학술논문

Intraoperative Imaging in Hepatopancreatobiliary Surgery.
Document Type
Article
Source
Cancers. Jul2023, Vol. 15 Issue 14, p3694. 17p.
Subject
*PANCREATIC tumors
*OPERATING rooms
*LIVER tumors
*ULTRASONIC imaging
*INTRAOPERATIVE care
*INFLAMMATION
*INDIVIDUALIZED medicine
*FIBROSIS
*ACCURACY
*CONTRAST media
*DIAGNOSTIC imaging
*NANOMEDICINE
*FLUORESCENT dyes
BILE duct tumors
Language
ISSN
2072-6694
Abstract
Simple Summary: There is evidence that oncological radicality with complete tumor removal may improve the survival of patients undergoing surgery for hepatopancreatobiliary malignancies. However, the complexity of vital vascular structures close to or embedded within the pancreas and the liver may increase both the surgical difficulty and the risk of achieving a non-radical resection. Preoperative staging after neoadjuvant therapy is usually challenged by the inability of correctly used imaging methods to distinguish vital tumors from fibrosis. Additionally, the inability to define the exact tumor borders often transfers to the operating room as well.
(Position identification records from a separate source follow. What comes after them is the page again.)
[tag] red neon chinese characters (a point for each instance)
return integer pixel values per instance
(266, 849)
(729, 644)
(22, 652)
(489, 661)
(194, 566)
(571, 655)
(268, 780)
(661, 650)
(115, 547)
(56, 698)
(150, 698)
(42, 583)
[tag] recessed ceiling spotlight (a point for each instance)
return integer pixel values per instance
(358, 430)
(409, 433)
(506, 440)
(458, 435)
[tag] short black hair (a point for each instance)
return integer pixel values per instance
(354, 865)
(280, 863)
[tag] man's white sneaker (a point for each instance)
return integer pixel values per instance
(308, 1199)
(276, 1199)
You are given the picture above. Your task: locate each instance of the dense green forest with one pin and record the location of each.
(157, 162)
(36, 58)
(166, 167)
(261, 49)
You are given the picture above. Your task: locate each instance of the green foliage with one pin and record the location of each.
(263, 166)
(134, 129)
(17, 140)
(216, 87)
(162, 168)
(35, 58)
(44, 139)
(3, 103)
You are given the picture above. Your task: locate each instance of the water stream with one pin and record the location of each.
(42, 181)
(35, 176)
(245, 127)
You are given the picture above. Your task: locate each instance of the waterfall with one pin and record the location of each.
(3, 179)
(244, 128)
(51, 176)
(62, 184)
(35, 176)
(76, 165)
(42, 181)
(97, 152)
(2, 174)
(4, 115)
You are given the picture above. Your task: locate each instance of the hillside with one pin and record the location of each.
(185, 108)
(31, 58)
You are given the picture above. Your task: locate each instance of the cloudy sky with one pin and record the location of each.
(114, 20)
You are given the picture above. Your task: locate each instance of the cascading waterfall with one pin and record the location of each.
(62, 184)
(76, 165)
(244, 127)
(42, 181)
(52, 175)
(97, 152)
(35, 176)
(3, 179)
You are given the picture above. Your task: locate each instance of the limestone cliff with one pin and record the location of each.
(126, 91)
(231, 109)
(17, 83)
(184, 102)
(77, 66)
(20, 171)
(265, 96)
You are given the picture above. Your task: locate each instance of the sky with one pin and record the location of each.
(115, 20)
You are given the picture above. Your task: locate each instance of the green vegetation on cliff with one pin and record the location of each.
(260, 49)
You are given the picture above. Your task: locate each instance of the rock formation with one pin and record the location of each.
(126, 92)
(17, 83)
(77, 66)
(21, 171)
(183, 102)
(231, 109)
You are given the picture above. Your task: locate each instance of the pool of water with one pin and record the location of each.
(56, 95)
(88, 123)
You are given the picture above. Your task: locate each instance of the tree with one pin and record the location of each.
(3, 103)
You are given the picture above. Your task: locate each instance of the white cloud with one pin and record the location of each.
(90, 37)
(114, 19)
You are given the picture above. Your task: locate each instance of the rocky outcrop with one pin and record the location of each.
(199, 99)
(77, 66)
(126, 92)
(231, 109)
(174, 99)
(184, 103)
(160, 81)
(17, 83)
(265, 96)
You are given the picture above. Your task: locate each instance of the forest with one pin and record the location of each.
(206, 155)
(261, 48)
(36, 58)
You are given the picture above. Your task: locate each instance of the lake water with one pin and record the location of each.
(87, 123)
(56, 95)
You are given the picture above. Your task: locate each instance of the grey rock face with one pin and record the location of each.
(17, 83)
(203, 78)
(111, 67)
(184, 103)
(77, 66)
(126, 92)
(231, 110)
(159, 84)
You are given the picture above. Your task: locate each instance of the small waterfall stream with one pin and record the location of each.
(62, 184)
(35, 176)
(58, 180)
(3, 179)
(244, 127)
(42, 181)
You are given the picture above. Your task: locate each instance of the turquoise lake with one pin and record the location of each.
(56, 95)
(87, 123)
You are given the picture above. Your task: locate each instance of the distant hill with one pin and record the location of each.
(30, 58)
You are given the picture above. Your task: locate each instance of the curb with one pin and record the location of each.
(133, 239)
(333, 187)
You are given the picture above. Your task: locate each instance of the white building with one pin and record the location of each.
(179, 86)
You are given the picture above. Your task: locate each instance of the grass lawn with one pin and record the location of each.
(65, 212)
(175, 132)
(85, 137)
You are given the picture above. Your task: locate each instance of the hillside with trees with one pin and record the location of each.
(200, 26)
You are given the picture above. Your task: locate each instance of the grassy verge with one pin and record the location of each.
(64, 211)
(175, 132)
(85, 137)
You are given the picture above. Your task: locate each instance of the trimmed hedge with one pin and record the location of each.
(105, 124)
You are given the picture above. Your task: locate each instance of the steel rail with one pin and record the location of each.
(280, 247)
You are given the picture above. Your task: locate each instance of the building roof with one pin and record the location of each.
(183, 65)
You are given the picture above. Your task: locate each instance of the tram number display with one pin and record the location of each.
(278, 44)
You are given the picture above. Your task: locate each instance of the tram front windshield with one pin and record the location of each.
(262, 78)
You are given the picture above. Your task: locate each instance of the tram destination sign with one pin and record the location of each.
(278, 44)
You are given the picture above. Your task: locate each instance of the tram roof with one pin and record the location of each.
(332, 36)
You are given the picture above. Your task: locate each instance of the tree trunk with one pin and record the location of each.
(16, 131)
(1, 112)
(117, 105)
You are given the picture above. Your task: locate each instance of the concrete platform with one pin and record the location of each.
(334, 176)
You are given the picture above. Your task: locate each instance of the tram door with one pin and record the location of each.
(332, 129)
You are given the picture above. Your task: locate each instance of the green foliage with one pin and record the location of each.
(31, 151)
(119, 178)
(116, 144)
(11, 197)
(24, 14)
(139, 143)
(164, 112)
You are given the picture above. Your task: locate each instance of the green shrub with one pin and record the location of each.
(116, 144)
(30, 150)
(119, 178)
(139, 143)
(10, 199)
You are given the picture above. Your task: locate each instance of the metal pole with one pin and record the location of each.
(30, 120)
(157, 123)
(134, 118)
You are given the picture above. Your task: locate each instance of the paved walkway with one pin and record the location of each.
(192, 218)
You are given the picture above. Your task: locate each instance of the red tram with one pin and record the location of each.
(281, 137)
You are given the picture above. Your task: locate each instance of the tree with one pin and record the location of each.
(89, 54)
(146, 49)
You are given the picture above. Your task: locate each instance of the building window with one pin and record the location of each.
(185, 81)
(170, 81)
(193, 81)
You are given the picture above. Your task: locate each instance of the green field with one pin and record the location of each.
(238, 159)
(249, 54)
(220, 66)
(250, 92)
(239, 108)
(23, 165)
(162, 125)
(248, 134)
Recently, more research has focused on the development of novel intraoperative imaging modalities and targeted contrast agents to improve preoperative and intraoperative diagnostics. We review current advances made in preclinical research and discuss clinical possibilities and future perspectives, including the characteristics of the ideal contrast agent. Hepatopancreatobiliary surgery belongs to one of the most complex fields of general surgery. An intricate and vital anatomy is accompanied by difficult distinctions of tumors from fibrosis and inflammation; the identification of precise tumor margins; or small, even disappearing, lesions on currently available imaging. The routine implementation of ultrasound use shifted the possibilities in the operating room, yet more precision is necessary to achieve negative resection margins. Modalities utilizing fluorescent-compatible dyes have proven their role in hepatopancreatobiliary surgery, although this is not yet a routine practice, as there are many limitations. Modalities, such as photoacoustic imaging or 3D holograms, are emerging but are mostly limited to preclinical settings. There is a need to identify and develop an ideal contrast agent capable of differentiating between malignant and benign tissue and to report on the prognostic benefits of implemented intraoperative imaging in order to navigate clinical translation. This review focuses on existing and developing imaging modalities for intraoperative use, tailored to the needs of hepatopancreatobiliary cancers. We will also cover the application of these imaging techniques to theranostics to achieve combined diagnostic and therapeutic potential. [ABSTRACT FROM AUTHOR]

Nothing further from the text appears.